Understand "make it a bit warmer" — without a cloud
Speech-to-intent maps natural phrasing straight to a structured command: intent and slots in a single on-device inference, with no transcript stage and no NLU server. Users speak the way people speak; your product receives {intent: set_temperature, value: 72}.
Why intent beats transcription for control
Users say it their way
"Turn it up", "warmer", "set it to 72", "make it two degrees warmer in here" — no memorized command list. The model was trained on the many ways people phrase your product's actions.
Your code gets structure, not strings
Engineers receive a typed intent with named slots — not free text to regex through. It's the difference between handling an API call and parsing a sentence.
One inference, not a pipeline
The traditional route is speech-to-text, then a language model over the transcript. One model that goes straight from audio to intent means lower latency, less memory, and fewer places to lose accuracy.
Products that understand phrasing
Anywhere the natural sentence is friendlier than the memorized command.
"Make it two degrees warmer"
Relative and absolute changes, units, rooms — resolved into one structured set_temperature intent on the device.
"Dim the kitchen to twenty percent"
Scenes, rooms, and levels extracted as slots — no cloud round-trip between the sentence and the dimmer.
"Open the passenger window halfway"
Cabin controls that work identically in a parking garage, a tunnel, or the middle of nowhere.
"Preheat to four hundred"
Ovens and cooktops that take natural instructions with wet or full hands — numbers arriving as typed slot values.
"Switch to HDMI two"
Room systems driven by the sentence a presenter would actually say, not a code from the manual.
"Raise the bed a little"
Natural phrasing matters most for users who can't reach controls — and privacy matters most at the bedside.
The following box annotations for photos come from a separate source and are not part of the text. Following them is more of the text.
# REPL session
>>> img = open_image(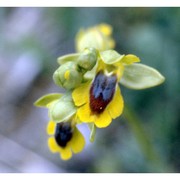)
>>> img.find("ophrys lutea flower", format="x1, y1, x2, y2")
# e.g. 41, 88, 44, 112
47, 120, 85, 160
72, 50, 129, 128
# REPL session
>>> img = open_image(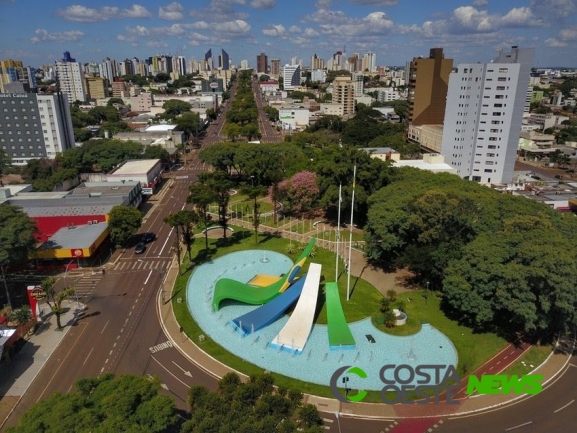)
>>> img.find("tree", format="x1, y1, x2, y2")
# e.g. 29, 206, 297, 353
40, 277, 76, 329
162, 99, 192, 118
176, 112, 201, 140
108, 206, 142, 246
8, 374, 179, 433
164, 209, 199, 263
186, 177, 218, 250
From context spec to structured commands
Write the context spec
Declare your intents and slots in a few lines of YAML — set_temperature with value and unit, set_light with room and level. The spec is the contract.
We train the model on your spec
VoxRT trains a model that maps the many natural phrasings of your intents to that structure — tuned for your languages, acoustics, and target hardware.
Your team drops in the SDK
Same runtime as every VoxRT primitive: Swift Package, Gradle dependency, or C library on Linux. Add a wake word in front if the product should answer by name.
Handle intents like API calls
Switch on the intent, read the slots, act. Out-of-domain speech produces no intent rather than a wrong one — you decide the fallback experience.
What's under the hood
Speech-to-intent rides the same measured, published VoxRT runtime — see the benchmark methodology for how runtime numbers are produced.
Pipeline. Microphone → on-device VAD → (optional wake word) → speech-to-intent model → {intent, slots} event to your code. Compared with ASR-plus-NLU, the single-inference design cuts latency and memory and removes the error compounding between two models.
Platforms. iOS 16+ (Swift Package Manager) and Android 8.0+/API 26 (JitPack/Gradle), plus Linux aarch64 for device-class hardware — validated on Raspberry Pi 3/4/5 and Pi Zero 2 W, NVIDIA Jetson Nano and Orin Nano, AWS Graviton and similar Cortex-A53/A55 boards — shipped as a single ~480 KB shared library with Python, Node.js, Go, C/C++ and Rust wrappers.
Licensing. Speech-to-intent models are trained per product from your context spec as a one-time paid engagement; the runtime and published models are free for commercial use — see licensing.
Speech-to-intent, answered
How is this different from speech recognition plus an NLU model?
The traditional pipeline transcribes audio to text, then runs a second language-understanding model over the transcript. Speech-to-intent is one model that maps audio directly to a structured intent with slots — one inference instead of two, which means lower latency, a smaller memory footprint, and fewer places to lose accuracy.
How do I define what my product understands?
You declare intents and slots in a few lines of YAML — for example set_temperature with value and unit slots. VoxRT trains a model on that spec and delivers it as a tuned on-device model for your product.
What happens when a user says something outside the spec?
The model is a closed-domain understander: speech that doesn't match your intents yields no intent rather than a forced guess. Your product chooses the fallback — a gentle prompt, a help hint, or silence.
Does it need a wake word in front of it?
They pair naturally — the wake word gets the product's attention, speech-to-intent understands the sentence that follows — but each works independently. A push-to-talk button in front of speech-to-intent is equally valid.